Labor Day Weekend was spent on a Cub Scout campout with Sam. It was somewhat of a milestone for old Dad, because it was now time to actually commit to the purchase of the required equipment – tent, sleeping bags, camp stove, etc. – I’m still working on the “Happy” part of “Happy Camper.” I managed to think of all but three items – sugar, for my tea (haven’t invested in the percolator for coffee, yet), bug spray (our camp was about 200 yards from the “lake” – I think “pond” when I see green water, blue means “lake” to me), and a fishing pole for Sam. I personally prefer dentistry to fishing but hey, it’s not about me. Unless, of course, you’re a mosquito. My legs and arms still look like I’ve been well, part of a control group in an experiment gone horribly wrong. Little Man Sam bore not one welt. I’m not sure what I was exuding, pheromonically I must have been either alluring or argumentative. Sam was just happy to be there, and I think the blood suckers honored that. Of particular note were the little flies that have an affinity for hovering near the opening to one’s ear canals – you know, the ones that send any sentient being screaming into the woods, which of course is quite counterproductive.
All of the requisite Boy Scout charms were evident – campfires, BB guns, archery, hiking in the dark. One of the things that the BSA is still allowed to do by our government is to “retire”, to ceremonially and respectfully burn a worn-out American Flag.
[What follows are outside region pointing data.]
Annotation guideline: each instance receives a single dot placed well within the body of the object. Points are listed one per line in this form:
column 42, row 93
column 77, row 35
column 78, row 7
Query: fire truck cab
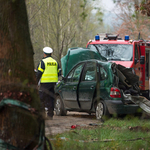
column 134, row 54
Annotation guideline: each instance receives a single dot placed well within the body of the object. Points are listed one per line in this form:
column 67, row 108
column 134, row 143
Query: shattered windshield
column 118, row 52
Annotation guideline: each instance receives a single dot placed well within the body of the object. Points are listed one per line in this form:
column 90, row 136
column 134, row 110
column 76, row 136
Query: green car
column 95, row 86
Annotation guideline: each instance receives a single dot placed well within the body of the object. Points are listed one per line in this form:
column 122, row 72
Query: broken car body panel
column 117, row 76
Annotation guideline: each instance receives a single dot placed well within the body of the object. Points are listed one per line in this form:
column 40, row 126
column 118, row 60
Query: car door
column 69, row 90
column 87, row 85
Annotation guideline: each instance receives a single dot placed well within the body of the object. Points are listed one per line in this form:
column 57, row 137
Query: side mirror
column 142, row 60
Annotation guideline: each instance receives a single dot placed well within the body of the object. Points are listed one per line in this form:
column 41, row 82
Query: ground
column 60, row 124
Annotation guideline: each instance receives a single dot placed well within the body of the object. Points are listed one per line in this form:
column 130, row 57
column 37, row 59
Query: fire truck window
column 136, row 52
column 115, row 52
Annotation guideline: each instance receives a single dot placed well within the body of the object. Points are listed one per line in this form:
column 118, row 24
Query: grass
column 129, row 133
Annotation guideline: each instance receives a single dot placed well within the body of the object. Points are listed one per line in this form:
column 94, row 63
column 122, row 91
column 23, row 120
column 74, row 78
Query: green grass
column 114, row 134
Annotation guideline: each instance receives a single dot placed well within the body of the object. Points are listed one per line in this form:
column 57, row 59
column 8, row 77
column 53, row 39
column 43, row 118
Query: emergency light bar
column 126, row 38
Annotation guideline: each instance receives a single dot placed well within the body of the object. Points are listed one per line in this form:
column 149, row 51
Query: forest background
column 62, row 24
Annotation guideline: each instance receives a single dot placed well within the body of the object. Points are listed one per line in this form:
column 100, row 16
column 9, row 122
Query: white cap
column 47, row 50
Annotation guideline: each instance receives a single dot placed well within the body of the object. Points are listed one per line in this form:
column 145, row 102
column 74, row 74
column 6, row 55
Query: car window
column 103, row 73
column 89, row 73
column 77, row 72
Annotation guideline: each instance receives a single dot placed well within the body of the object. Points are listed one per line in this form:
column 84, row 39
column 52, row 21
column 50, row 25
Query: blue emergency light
column 126, row 38
column 97, row 37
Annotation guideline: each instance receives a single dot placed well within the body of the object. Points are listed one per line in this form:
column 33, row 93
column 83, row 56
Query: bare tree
column 20, row 108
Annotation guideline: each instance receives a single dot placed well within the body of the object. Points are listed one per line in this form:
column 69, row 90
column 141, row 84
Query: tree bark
column 17, row 78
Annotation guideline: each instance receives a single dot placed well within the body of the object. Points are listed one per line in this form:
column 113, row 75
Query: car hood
column 127, row 64
column 76, row 55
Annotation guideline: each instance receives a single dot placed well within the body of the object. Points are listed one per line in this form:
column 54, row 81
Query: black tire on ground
column 101, row 110
column 59, row 107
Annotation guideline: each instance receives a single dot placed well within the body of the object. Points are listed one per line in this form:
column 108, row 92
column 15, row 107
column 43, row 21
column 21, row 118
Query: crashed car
column 99, row 87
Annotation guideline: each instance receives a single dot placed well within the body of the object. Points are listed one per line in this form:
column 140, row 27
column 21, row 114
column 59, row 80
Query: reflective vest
column 50, row 74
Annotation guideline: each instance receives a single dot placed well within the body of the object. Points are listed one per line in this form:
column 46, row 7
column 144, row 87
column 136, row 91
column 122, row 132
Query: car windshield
column 117, row 52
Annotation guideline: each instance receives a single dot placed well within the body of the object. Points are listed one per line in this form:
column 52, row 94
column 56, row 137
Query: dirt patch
column 60, row 124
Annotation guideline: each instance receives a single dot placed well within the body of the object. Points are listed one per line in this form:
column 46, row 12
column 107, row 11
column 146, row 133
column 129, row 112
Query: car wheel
column 59, row 107
column 101, row 110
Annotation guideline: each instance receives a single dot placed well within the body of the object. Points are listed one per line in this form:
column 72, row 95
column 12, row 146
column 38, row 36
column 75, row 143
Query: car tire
column 101, row 110
column 59, row 107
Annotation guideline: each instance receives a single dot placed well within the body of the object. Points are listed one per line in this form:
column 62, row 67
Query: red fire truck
column 134, row 54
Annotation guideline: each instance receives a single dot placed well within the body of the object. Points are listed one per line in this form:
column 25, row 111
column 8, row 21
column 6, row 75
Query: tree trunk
column 18, row 127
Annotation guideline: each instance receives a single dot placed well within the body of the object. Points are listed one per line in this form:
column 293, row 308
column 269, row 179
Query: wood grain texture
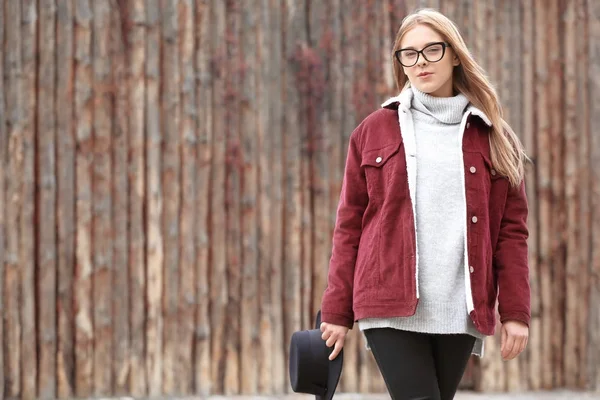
column 14, row 199
column 84, row 157
column 593, row 370
column 544, row 199
column 65, row 200
column 294, row 50
column 202, row 340
column 155, row 256
column 169, row 153
column 3, row 168
column 264, row 76
column 171, row 172
column 135, row 36
column 278, row 64
column 249, row 107
column 233, row 175
column 121, row 300
column 27, row 232
column 188, row 139
column 218, row 281
column 102, row 200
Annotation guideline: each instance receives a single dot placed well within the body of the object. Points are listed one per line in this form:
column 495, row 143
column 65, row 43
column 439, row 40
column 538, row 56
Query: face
column 434, row 78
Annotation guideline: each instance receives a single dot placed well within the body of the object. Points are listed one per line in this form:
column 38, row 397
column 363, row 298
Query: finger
column 523, row 345
column 332, row 340
column 516, row 348
column 508, row 347
column 336, row 350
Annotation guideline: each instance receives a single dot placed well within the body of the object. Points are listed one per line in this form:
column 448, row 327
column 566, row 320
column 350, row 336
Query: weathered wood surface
column 170, row 171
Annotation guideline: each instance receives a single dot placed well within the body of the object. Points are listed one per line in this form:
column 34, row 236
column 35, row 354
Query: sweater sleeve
column 511, row 258
column 336, row 307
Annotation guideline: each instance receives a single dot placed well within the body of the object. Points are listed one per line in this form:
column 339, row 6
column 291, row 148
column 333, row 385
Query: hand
column 334, row 335
column 514, row 339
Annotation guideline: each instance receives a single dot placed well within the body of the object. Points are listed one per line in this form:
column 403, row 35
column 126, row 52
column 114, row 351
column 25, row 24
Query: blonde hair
column 507, row 152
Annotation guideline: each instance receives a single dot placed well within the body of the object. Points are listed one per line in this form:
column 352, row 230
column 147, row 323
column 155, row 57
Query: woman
column 431, row 223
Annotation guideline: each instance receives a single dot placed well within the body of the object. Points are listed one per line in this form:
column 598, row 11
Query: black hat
column 311, row 371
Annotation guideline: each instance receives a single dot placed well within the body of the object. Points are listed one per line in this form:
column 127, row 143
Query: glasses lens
column 434, row 52
column 408, row 57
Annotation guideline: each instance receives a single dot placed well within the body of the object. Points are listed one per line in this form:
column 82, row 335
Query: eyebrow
column 426, row 44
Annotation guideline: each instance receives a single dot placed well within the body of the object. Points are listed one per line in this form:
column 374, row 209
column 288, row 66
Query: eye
column 436, row 49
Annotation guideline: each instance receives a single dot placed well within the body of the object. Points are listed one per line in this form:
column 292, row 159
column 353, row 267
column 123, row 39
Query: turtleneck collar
column 447, row 110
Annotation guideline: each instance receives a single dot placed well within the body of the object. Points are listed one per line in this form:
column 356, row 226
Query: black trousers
column 420, row 366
It was no small measure of the caliber of the men at this evening campfire to see half of them come out of the audience when the call for veterans, active military, and Eagle Scouts to join the ceremony. These are all good fathers, and many have served us, as well. I’m not altogether sure I’m in the same category. I was humbled, just the same. To me, the Boy Scouts is pretty anachronistic, an institutional holdout against the onslaught of modern life in many of its forms. It is also, in my opinion, something not to be dismissed, either, a glimpse into some truths that will be eventually lost. There is much that I disagree with in the organization I’ve seen, but that, like fishing, is not what it’s about. It’s about providing time and life lessons for tomorrow’s Men. I’m most pleased when I see these guys teaching Sam about things I wasn’t exposed to, like fishing and using a compass, but otherwise just doing things in a way that doesn’t happen in suburban America. I remember my Grandfather teaching me how to bundle up twigs one day; in his brusque manner and insistence that I do such a small task well conveyed values that were both consistent with who he was, as well as an unspoken love in the investment of his attention that have obviously impacted me forever. These are the moments that make the itching, backaches and body odor worthwhile. Not my Grandpa’s, mine, that is.
Speaking of absurdities, the bathrooms/showers (I’m told they were cold showers, which to me are mutually exclusive terms) were divided into three sections. Boys 18 and under, Women, and Men 18 and older. It was just a reminder that nothing’s what it used to be, or should be, for that matter.Anyone got any used fishing gear for sale?